The UDD leaders, who have repeatedly said that their demonstration will be peaceful, have no way of guaranteeing their political activity will remain so, with close to 100,000 red-shirted supporters spreading out into the capital.

While the majority of the red shirts have shown they are for peaceful change, some hot-headed elements have already demonstrated they are prepared to go beyond what is lawful to achieve their aims. Tuesday’s attack on the prime minister’s car by a group of UDD protesters in Pattaya is one example. Another is yesterday’s closure of all roads leading to Victory Monument, which caused major disruption to the work at Ramathibodi, Rajavithi and Phra Mongkut Klao hospitals.

The UDD leaders insist they did not have anything to do with these reckless acts and that any untoward incident could only be blamed on the government. This logic is unacceptable. It is the UDD which has brought the people out to support its power game and it is the UDD leaders who have kept fuelling the crowd’s anger through relentless attacks on the three privy councillors and the government.

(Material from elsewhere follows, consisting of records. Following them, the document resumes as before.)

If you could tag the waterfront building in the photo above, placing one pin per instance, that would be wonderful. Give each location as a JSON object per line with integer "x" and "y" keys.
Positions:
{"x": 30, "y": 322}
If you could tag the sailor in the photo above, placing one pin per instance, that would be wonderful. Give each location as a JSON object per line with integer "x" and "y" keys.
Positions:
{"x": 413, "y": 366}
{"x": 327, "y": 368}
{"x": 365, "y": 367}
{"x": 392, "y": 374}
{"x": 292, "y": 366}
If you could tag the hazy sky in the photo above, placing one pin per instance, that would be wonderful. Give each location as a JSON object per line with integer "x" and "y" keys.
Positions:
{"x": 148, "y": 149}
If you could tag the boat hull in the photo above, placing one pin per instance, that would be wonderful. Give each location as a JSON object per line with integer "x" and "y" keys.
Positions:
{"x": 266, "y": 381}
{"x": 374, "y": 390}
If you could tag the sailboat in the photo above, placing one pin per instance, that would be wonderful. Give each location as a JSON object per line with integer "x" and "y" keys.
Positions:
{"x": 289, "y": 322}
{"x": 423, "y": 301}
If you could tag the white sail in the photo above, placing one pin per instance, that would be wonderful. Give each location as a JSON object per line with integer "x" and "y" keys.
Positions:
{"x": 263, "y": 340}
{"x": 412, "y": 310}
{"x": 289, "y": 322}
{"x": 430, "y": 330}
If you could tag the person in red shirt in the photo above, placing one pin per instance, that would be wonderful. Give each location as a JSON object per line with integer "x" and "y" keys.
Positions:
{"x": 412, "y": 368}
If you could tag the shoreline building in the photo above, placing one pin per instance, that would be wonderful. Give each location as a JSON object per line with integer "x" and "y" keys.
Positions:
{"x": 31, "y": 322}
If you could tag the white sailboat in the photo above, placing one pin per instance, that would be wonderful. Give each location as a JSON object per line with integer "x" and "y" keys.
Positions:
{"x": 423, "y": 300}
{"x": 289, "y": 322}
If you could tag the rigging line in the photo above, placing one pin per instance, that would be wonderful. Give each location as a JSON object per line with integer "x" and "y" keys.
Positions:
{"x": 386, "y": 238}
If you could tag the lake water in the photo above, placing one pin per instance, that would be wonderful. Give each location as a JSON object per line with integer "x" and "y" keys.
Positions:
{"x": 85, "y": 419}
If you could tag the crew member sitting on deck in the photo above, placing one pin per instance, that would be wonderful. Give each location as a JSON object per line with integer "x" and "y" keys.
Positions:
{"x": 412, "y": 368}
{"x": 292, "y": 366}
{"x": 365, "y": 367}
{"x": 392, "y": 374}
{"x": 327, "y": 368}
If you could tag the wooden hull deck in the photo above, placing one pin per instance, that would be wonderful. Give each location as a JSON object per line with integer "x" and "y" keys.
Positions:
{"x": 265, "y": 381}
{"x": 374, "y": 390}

It is unknown at this stage how the UDD rally will end as its leaders and their boss in self-exile are trying to rush for a conclusion today, out of fear that the campaign may fizzle out if their supporters return home for the Songkran holiday. Let us hope that common sense and cool heads prevail and no more blood is shed in this long-standing conflict. Thailand and its people have suffered more than enough in this high-profile power struggle played out in the name of democracy. If all sides really care for the country, the monarchy and the people, as they so frequently preach, they must act now to stop the chaos.

It is more than obvious that the goal the red shirts are pushing for will not resolve the conflict. What will Thaksin and his cronies achieve if he and his group win this showdown? The absence of Gen Prem from the Privy Council and the Democrat party from government will not mean the conflict is over.

It is necessary that all parties concerned start thinking seriously as to how they can bring the country and its people out of the present quagmire. For this to happen, every one of them must leave their self-interests behind. Apparently this is too much to ask of our politicians, particularly those in the red-shirt wing, who are obsessed with their power struggle at the moment.